И, тем не менее, Митереву нельзя было не уважать: она была в авангарде любого начинания. Каждый год наша школа обрабатывала по 50 гектаров свеклы. Труд был полностью ручным. Сегодня это уже трудно представить, но убирали свеклу не комбайны, а мы дергали ее «за хвост», сбрасывали в кучи, а потом чистили. Когда начиналась осень, практически ни у кого не было выходных дней. Рядом с нами трудились учителя. Директор, несмотря на солидный возраст, приходила и уходила со всеми вместе. До сих пор помню ее резиновые сапоги и старенький пуховый платок, в который она куталась от холода. А заработанные деньги тратились на экскурсионные поездки по городам, знаменитым своей древностью, красотой, героизмом…

Грустно осознавать, что это время так далеко от дня сегодняшнего. И еще печальнее оттого, что нет уже никого из тех, благодаря кому такой беспечной и безоблачной была наша школьная юность.

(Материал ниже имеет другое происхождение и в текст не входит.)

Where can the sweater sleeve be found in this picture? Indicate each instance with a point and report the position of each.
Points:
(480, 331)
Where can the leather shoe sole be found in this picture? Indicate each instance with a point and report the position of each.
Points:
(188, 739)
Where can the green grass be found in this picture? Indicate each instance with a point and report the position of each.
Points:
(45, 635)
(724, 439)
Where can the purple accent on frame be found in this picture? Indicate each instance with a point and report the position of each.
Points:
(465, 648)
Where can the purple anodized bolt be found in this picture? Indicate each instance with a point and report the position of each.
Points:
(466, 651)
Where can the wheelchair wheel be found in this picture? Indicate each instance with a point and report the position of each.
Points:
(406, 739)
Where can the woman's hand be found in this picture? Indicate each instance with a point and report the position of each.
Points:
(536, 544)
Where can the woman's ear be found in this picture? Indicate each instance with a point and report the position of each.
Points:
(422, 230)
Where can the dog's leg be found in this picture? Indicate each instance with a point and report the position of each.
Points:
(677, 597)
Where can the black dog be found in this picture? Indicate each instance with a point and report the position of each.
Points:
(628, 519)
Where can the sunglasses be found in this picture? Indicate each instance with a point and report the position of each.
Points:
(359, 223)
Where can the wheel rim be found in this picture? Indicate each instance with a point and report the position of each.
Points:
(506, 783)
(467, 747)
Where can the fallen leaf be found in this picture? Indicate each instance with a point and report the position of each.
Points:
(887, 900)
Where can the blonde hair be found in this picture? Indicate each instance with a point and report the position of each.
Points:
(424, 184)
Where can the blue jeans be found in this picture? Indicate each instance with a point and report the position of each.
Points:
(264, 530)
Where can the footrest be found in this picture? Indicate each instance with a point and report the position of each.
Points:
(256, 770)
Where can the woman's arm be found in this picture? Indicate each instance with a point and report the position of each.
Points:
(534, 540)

– Ты, Аня, теперь к нам приезжаешь только по печальным случаям, – горько вздыхала Анна Яковлевна Корыстина, с которой мы вместе провожали в последний путь дорогих нам обеим людей.

Анна Яковлевна тоже представляла собой золотой фонд Крупецкой школы. Прекрасный историк, добрейшей души человек, она была еще и редким альтруистом. Работая директором Крупецкого краеведческого музея в 90-е годы, когда деньги обесценились, и зарплату людям выдавали сотнями тысяч, Анна Яковлевна получала… 30 рублей.

– Я бы уже все бросила – здоровья нет, – иной раз в сердцах говорила она. – Но мне становится страшно при мысли, что все это достояние окажется никому не нужным: я же знаю, как оно непросто создавалось.

Наши учителя вообще не принадлежали к числу имущих людей и жили в условиях, мягко говоря, оставляющих желать лучшего. Помню, приехавшую после института Аллу Павловну поселили не просто в деревенской хате, а в развалюхе. Наружная ее стена накренилась настолько, что, казалось, книжные стеллажи, стоявшие вдоль нее, вывалятся на улицу вместе с ней…

В последние годы тепло и свет нашей юности в Крупецкой школе берегла Раиса Васильевна Глушкова – большой знаток русской литературы и человеческой души. В нашем классе она не работала, но все мы ее хорошо знали, общение с ней доставляло огромное удовольствие и в школе, и вне ее стен. Пока она была жива, мы нередко встречались с ней. И, бывало, проведя вместе целый день, не замечали, как быстро он пролетал, а слово «помнишь?» звучало в нашем разговоре почти постоянно. Вспоминали, как Раиса Васильевна принимала зачет у ребят из параллельного класса «по творчеству Есенина» прямо в поле, когда ученики сидели на огромных кучах свеклы и чистили ее – «урочного» времени не хватало; как она звонила в ЦК комсомола, когда железная дорога отказывалась выделить вагон для 60 учащихся, мечтающих увидеть Ленинград.

Говорили мы с Раисой Васильевной и об авторитете учителя. В наше время он был для нас беспрекословен. И, тем не менее, учителей мы «различали»: одних любили, а других даже не уважали…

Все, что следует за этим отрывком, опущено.